If you want a Compact Sketch to be order insensitive, you must rebuild(), first than do compact().

When doing Unions with Theta Sketches, the getResult(…) automatically trims the result back to K.

The impact of the rebuild() is that the error will not be as good as the un-trimmed sketch, but you will get your desired order insensitivity. For example.

HLL Sketches

If you use the getCompositeEstimate(), the result should be order insensitive, but is less accurate than the getEstimate(), which uses the HIP estimator.

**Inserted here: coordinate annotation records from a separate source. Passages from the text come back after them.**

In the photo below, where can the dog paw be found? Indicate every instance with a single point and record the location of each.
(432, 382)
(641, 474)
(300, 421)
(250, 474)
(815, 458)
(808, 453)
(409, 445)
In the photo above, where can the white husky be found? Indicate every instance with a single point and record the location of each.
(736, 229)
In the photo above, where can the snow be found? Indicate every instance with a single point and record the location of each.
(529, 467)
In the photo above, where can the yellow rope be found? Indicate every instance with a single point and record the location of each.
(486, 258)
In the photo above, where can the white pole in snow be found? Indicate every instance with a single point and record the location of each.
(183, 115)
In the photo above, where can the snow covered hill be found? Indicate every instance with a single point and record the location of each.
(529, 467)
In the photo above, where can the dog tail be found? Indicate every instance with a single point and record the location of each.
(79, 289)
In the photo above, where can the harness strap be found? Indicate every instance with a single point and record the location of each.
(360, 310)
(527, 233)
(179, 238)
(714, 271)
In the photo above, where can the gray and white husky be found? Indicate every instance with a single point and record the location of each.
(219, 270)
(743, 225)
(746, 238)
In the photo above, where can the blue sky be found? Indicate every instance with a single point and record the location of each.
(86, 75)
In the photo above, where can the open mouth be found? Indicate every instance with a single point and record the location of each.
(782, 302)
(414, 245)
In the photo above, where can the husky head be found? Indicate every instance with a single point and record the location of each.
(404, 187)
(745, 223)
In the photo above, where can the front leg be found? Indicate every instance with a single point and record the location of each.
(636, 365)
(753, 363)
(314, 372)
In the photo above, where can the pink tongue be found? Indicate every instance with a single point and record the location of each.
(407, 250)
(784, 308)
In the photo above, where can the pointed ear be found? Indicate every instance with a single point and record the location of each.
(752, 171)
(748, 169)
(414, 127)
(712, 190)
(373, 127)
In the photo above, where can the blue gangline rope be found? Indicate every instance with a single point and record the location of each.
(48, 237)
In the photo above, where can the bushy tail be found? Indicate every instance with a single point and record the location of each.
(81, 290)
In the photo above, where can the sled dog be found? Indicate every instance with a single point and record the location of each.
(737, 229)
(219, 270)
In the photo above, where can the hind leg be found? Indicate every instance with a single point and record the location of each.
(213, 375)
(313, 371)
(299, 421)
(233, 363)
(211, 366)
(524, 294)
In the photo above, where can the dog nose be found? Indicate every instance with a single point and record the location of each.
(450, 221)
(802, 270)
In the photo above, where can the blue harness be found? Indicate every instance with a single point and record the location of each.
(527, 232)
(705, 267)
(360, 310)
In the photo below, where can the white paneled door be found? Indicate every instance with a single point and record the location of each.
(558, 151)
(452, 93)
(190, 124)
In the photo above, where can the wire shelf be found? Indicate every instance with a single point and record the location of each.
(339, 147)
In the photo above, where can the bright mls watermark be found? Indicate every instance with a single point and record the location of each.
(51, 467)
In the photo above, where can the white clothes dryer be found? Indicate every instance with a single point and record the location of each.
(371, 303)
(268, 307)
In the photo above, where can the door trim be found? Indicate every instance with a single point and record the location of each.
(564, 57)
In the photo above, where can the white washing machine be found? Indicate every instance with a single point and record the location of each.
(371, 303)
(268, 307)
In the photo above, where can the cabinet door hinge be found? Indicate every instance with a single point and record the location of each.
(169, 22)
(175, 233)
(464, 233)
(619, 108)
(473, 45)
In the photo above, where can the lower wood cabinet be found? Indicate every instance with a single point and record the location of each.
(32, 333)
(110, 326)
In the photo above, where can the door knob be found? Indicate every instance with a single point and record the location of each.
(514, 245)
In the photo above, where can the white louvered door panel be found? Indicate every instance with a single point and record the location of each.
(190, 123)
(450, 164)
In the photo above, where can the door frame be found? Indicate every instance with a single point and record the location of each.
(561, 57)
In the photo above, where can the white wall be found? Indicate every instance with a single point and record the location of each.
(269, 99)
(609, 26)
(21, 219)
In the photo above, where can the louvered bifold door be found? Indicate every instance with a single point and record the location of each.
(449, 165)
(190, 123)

Unfortunately, the HIP estimator does not “survive” the union process so the error of the HLL sketches that have gone through a union process generally must fall back on the composite estimator. (This is tracked internally and is rather complex as there are some special cases where the HIP estimator can still be used.)

The HIP Estimator

The HIP estimator is inherently order sensitive, but provides significantly improved error properties over the composite approach, so it is too important to ignore.

System Testing and Sketches

There are two primary ways that a “reference” standard is often obtained to use when system testing with sketches:

  • Brute Force computation of the correct result. The recommended approach.
  • Assuming some prior test run produced the correct result. I do not recommend this, but many system teams do this anyway. Even if the sketches are working correctly, this can result in double-sided error, so be careful!

Given a Brute Force reference, the proper way to establish correctness of the result of a test is to use the upper and lower bounds (or equivalent, depending on the sketch) provided by the sketch. Suppose you use 2-sigma confidence bounds. Then out of 1000 statistically independent trials (runs), ~50 of the results will be outside the 2-sigma bounds.

This is not happy news for system developers that are determined to have deterministic results. But, there is no magic sauce to fix what is inherently a probabilistic result.